- Inflation in May to remain tame
- Core rate predicted to be unchanged
- PCE trending lower for five months
The Bureau of Economic Analysis (BEA) a division of the Commerce Department will release the May calculation of the Personal Consumption Expenditure (PCE) price index on Friday June 28th at 8:30 am EDT, 12:30 GMT.
The overall PCE price increase is expected to fall to 0.1% in May from 0.3% in April. Annual inflation is predicted to be stable at 1.5%. The core PCE monthly rate is forecast to be unchanged at 0.2% as is the yearly rate at 1.6%.
The Fed and inflation targeting
The FOMC’s official shift to an easing bias at the June 19th meeting came after the decline of its preferred inflation gauge the core PCE price index from 2% last December to 1.5% in March and 1.6% in April.
The six non-consecutive months in 2018 from March through December when the index had registered 2% were the first time prices had been at the Fed target in six years. In late 2011 and early 2012 inflation also reached its goal with 2.1% from December through March and 2% in April.
Those scattered 11 months over the decade since the financial crash and recession, 120 odd months, are the only inflation achievement of the Fed’s prolonged experiment with quantitative easing and the quadrupling of its balance sheet.
The Fed and former Chairman Bernanke would point to the threat of deflation in the immediate aftermath of the financial crisis as reason enough for the exceptional policies.
Over the years the Fed has seemed curiously blasé about the almost perennially underperformance of inflation.
Chairman Powell’s response to a question about low inflation after the May 1st FOMC meeting could stand for any number of Fed comments about inflation over the past ten years. “The weak inflation performance in the 1st quarter was not expected...some of it appears to be transitory or idiosyncratic.”

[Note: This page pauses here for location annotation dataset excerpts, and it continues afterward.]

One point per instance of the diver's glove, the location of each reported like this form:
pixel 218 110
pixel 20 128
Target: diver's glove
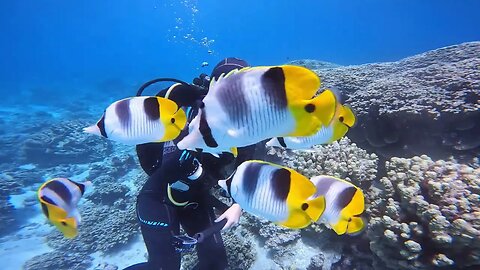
pixel 232 215
pixel 190 166
pixel 203 80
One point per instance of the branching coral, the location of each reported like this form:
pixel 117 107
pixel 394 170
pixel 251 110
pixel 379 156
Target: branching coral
pixel 426 214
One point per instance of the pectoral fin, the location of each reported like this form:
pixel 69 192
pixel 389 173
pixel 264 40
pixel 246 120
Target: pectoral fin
pixel 297 220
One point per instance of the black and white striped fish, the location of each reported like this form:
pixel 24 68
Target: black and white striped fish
pixel 139 120
pixel 59 198
pixel 254 104
pixel 275 193
pixel 343 120
pixel 344 204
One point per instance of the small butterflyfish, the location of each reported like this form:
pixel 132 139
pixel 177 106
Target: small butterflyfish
pixel 138 120
pixel 345 204
pixel 275 193
pixel 343 120
pixel 59 198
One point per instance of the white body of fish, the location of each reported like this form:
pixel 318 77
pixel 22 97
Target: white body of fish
pixel 139 129
pixel 262 202
pixel 259 122
pixel 331 190
pixel 70 207
pixel 323 136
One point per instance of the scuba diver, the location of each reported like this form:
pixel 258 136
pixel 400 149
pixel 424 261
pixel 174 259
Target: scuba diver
pixel 177 192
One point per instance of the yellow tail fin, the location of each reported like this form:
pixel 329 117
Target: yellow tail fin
pixel 311 115
pixel 356 225
pixel 316 207
pixel 300 83
pixel 348 116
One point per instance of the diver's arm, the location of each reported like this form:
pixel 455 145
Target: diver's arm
pixel 150 156
pixel 232 214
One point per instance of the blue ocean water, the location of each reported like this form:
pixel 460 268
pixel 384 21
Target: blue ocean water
pixel 67 45
pixel 63 62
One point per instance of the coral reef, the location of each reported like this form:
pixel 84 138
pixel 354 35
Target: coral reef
pixel 425 104
pixel 53 145
pixel 342 159
pixel 240 252
pixel 313 64
pixel 103 228
pixel 58 260
pixel 426 214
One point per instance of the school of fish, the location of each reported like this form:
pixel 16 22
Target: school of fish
pixel 241 108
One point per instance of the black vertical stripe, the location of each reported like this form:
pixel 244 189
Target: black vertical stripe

As could the phrase from the June 19th FOMC statement “… [The Fed] will act as appropriate to sustain the expansion, with a strong labor market and inflation near its symmetric 2 percent objective.”
PCE, growth and Fed policy
The Fed’s current policy bias has not been driven by a response to declining inflation. The logic and concern exhibited by governors and the Chairman over the past six months is due to a modest deterioration in the US macro-environment and to large concerns about where the world economy might be headed if the US-China trade dispute and Brexit are not settled on amicable terms.
The recent slowdown in the global economy could become substantially worse, with businesses and consumers holding back on spending and further retarding weak growth in Europe and China which would in turn impact the entire world including the United States.
Interest rates in the United States began to fall in November, two months before the Fed’s last rate hike to 2.5%. Global rates have accompanied US rates lower. The judgment of the credit markets has been consistent that the expansion would not tolerate higher interest costs or maybe, and more cynically, that the Fed would quail at the first sign of trouble.
With almost all of the central banks of the industrialized nations cutting rates or thinking publically about doing so, the Fed’s inflation target is an additional excuse to do what the governors want to do.
If PCE is weaker than predicted, the Fed will quote it as partial justification. If it stronger than expected, even at 2%, perhaps someone will note that this too is transitory.